Any increase since Monday in face-to-face contact and disease transmission in Minnesota wouldn’t show up in the latest numbers, though. Symptom onset often doesn’t occur until four to five days after infection. Walz said the impacts of the statewide order on the pandemic in Minnesota might not be fully seen until June 1.
Disease modeling by the University of Minnesota and state health researchers estimated that the statewide stay-at-home order reduced face-to-face contact and viral transmission by 55%. Walz said that likely explains why the course of the pandemic appears to be peaking later in Minnesota than other states.
Other states “have come through this,” Walz said on Wednesday. “Our peak is still coming … The difference between what New York had to go through and what we’re going through is that we are better prepared to hit it head on.”
A new Covid Exit Strategy website, produced in part by Minnesota resident and former U.S. Medicare administrator Andy Slavitt, showed that Minnesota is one of less than 20 states in which COVID-19 cases are rising. The organizers of the website penned an editorial in USA Today Wednesday calling for a careful return to normalcy and reduction in states’ social distancing restrictions.
“It won’t help the economy if we end up having to pull back hard or close again because the virus starts spreading toward the point where it threatens our health care systems and further disrupts our health,” the authors wrote. Dave Durenberger, a former U.S. Senator for Minnesota, signed the letter.

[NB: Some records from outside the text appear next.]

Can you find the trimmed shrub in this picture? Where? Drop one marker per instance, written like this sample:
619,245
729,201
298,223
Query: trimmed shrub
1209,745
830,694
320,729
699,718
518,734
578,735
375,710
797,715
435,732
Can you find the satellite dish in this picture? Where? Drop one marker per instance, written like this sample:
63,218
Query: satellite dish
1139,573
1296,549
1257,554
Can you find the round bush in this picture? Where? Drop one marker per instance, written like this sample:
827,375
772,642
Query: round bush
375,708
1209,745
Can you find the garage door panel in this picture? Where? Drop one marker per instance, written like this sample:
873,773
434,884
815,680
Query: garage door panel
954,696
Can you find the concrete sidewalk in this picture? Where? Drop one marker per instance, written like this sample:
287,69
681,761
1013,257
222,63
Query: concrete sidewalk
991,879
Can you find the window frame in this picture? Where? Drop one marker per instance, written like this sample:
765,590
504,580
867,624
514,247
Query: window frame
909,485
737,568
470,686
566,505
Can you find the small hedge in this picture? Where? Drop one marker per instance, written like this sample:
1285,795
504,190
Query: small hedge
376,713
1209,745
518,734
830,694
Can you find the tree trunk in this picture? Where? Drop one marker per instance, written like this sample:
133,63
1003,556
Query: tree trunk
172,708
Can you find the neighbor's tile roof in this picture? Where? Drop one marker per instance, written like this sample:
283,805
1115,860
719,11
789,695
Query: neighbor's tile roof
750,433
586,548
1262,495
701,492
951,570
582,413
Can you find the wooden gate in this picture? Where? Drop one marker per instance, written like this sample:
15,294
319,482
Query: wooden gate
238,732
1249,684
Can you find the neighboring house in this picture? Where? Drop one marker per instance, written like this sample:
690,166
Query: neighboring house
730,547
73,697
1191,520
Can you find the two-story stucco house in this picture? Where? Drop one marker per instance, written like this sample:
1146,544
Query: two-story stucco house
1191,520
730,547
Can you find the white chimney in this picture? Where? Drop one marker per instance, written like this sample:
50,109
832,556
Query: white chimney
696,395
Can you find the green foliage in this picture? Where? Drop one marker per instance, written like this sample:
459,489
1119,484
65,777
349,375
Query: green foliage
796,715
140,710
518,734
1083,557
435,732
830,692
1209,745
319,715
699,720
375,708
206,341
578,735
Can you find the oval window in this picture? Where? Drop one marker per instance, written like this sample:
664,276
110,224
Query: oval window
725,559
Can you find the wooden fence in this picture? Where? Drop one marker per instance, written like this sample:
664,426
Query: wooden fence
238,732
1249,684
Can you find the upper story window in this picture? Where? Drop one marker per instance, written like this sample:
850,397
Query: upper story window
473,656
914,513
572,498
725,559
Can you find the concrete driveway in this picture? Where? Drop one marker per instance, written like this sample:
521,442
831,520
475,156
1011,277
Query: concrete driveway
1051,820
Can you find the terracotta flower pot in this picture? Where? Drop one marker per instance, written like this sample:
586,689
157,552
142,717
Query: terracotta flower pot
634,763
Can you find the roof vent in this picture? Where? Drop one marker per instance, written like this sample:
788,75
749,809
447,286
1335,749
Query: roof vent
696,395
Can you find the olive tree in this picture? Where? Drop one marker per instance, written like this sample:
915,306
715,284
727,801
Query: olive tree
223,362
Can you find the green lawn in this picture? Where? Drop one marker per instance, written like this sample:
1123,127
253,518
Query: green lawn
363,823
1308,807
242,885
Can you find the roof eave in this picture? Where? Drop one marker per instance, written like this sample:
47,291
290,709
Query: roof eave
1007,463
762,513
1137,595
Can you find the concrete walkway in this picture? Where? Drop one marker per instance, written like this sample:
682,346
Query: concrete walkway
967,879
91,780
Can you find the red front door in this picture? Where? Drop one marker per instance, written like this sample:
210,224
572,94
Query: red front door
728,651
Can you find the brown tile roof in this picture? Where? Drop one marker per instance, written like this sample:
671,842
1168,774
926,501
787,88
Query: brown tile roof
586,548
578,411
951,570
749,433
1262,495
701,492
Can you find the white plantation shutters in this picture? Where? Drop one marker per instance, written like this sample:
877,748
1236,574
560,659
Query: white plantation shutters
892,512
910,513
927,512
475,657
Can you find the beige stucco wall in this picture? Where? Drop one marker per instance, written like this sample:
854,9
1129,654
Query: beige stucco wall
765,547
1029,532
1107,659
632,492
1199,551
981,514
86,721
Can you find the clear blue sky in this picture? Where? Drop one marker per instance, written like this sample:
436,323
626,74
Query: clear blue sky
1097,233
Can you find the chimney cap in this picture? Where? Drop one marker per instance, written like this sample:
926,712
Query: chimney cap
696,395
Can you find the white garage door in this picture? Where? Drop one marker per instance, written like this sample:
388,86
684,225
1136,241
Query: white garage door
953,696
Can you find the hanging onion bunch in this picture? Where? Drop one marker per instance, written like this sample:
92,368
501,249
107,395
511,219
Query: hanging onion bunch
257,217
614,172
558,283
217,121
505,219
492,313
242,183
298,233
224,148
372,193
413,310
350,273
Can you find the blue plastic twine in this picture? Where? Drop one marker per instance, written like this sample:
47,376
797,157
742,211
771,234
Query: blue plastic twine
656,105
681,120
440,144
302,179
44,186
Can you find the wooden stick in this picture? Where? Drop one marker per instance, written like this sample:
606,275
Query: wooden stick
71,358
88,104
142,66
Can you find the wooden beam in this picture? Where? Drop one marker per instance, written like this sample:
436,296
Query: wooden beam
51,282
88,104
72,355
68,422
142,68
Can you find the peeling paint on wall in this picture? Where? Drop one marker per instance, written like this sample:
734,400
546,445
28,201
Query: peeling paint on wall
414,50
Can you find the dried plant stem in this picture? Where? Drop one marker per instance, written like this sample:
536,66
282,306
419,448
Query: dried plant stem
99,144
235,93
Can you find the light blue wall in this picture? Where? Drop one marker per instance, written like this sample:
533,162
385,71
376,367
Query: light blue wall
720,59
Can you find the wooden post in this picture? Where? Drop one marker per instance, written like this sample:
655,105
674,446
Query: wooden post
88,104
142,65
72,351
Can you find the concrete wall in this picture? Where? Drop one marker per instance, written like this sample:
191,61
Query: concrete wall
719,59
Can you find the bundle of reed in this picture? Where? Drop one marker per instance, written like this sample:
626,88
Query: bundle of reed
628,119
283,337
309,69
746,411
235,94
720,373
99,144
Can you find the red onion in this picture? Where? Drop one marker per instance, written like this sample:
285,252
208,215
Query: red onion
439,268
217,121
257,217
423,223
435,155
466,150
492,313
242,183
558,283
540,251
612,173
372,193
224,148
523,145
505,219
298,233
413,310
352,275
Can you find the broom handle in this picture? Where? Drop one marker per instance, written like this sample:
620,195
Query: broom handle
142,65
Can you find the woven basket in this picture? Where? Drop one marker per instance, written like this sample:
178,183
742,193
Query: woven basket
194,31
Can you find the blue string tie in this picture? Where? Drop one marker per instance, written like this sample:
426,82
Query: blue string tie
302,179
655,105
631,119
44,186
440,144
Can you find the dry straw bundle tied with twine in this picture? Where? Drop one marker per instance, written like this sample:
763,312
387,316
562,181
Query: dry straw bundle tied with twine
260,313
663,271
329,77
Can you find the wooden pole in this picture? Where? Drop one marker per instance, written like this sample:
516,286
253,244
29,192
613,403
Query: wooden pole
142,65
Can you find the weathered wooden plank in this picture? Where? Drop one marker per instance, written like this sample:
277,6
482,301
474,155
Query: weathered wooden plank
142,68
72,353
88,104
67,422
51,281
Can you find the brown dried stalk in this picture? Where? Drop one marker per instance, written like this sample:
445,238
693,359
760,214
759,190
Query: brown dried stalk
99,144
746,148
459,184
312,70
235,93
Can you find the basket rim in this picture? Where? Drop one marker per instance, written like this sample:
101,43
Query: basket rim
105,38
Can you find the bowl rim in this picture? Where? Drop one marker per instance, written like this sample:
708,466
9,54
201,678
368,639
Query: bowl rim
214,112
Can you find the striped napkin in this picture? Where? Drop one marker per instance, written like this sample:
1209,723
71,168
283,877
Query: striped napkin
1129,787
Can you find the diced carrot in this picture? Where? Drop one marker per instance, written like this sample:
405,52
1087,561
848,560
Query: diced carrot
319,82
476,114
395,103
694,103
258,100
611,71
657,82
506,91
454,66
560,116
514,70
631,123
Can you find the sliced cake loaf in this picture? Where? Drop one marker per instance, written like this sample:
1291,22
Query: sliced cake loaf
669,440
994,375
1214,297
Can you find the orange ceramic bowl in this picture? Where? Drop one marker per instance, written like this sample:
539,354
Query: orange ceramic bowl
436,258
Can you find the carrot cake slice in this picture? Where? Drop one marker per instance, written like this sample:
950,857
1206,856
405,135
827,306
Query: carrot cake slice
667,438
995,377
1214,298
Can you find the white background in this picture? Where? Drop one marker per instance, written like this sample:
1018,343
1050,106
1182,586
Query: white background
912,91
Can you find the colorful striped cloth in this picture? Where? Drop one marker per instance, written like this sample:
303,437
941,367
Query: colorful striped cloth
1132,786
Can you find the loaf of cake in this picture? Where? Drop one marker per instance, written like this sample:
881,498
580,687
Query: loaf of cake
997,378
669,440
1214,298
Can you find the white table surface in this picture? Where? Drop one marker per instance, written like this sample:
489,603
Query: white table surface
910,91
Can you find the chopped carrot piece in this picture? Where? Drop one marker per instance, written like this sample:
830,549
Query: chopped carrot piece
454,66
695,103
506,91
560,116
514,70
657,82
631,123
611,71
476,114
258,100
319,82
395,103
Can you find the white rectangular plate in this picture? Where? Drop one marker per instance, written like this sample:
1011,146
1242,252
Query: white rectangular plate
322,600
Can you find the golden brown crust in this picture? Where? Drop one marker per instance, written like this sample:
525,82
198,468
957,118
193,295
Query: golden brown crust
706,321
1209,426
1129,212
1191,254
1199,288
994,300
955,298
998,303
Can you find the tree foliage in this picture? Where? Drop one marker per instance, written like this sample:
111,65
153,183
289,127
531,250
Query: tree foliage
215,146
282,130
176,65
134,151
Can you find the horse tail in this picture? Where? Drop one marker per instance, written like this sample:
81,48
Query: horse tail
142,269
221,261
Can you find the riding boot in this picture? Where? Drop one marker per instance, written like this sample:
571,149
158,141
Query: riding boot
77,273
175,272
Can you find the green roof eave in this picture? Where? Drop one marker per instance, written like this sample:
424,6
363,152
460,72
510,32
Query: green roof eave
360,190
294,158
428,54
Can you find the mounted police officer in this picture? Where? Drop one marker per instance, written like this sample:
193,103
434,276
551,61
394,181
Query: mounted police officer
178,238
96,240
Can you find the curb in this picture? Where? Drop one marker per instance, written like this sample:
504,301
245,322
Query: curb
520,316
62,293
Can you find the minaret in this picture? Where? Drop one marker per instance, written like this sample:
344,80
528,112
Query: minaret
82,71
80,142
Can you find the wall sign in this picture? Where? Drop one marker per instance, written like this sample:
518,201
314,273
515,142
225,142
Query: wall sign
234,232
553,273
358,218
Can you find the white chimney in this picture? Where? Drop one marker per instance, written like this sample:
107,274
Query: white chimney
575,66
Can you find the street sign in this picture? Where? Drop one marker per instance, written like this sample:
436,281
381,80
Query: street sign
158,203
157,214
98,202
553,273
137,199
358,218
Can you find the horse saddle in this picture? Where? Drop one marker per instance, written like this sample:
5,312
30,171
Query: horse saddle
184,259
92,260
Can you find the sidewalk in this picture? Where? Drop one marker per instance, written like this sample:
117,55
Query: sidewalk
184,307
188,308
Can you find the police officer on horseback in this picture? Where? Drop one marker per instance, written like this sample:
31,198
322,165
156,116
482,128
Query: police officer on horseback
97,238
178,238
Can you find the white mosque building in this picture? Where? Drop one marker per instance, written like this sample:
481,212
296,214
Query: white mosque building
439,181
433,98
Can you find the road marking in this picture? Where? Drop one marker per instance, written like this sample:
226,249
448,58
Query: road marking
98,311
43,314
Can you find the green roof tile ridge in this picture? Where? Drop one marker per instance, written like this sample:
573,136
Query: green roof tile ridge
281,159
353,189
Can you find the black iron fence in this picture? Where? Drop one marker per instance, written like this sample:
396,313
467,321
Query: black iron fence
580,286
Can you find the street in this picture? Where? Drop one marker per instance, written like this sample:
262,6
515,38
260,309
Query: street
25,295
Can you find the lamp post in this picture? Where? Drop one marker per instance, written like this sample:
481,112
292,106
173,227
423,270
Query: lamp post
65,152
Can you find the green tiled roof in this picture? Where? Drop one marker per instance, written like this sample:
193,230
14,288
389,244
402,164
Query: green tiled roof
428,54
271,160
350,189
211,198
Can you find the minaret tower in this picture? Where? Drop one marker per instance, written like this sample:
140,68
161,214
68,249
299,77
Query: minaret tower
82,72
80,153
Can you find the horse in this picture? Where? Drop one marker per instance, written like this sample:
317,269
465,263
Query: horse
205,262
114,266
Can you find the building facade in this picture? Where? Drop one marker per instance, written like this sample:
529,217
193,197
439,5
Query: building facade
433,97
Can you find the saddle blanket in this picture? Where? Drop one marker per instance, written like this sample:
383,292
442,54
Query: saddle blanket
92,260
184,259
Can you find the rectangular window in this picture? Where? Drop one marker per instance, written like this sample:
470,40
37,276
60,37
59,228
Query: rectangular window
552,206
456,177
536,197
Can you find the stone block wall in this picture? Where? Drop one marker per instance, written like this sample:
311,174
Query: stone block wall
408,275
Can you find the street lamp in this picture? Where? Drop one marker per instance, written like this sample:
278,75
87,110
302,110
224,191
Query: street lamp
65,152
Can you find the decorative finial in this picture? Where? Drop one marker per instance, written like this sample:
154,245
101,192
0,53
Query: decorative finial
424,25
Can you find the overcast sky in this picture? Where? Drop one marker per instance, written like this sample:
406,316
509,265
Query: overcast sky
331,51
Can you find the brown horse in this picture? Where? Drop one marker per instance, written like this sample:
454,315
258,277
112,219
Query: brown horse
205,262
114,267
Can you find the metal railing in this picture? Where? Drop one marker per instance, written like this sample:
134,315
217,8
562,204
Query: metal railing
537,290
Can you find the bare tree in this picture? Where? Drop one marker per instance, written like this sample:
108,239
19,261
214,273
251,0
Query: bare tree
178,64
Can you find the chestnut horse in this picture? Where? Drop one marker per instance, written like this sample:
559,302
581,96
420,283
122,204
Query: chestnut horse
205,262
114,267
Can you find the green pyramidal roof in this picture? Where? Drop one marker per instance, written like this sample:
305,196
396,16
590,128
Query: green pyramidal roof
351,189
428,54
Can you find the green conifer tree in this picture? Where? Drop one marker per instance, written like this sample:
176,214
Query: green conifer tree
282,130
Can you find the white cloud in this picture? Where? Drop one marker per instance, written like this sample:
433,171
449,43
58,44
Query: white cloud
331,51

Walz’s latest order drew criticism from resort owners, who had hoped to resume activities over the pivotal Memorial Day weekend, and from the Minnesota Catholic Conference that OKed its churches to defy the order starting Tuesday and to hold masses with up to one third of their seating capacities.
Walz acknowledged the concerns and economic pains of the continued restrictions, but said the scientific information about the risk of the virus is too strong to ignore. He predicted 1,000 deaths in Minnesota by the end of May.
The state added a fifth indicator to a new “dial back dashboard” that will assess when further restrictions can be lifted. The dashboard showed a significant increase in the rate of COVID-related hospital admissions. However, COVID-19 cases are only doubling every 14 days — which is better than the state threshold of seven days.
The state continues to come closer to its ICU capacity — with 1,034 of 1,261 critical care beds occupied by patients with COVID-19 or unrelated medical conditions. The state’s hospitals have another 1,124 beds that could be readied within 72 hours if needed.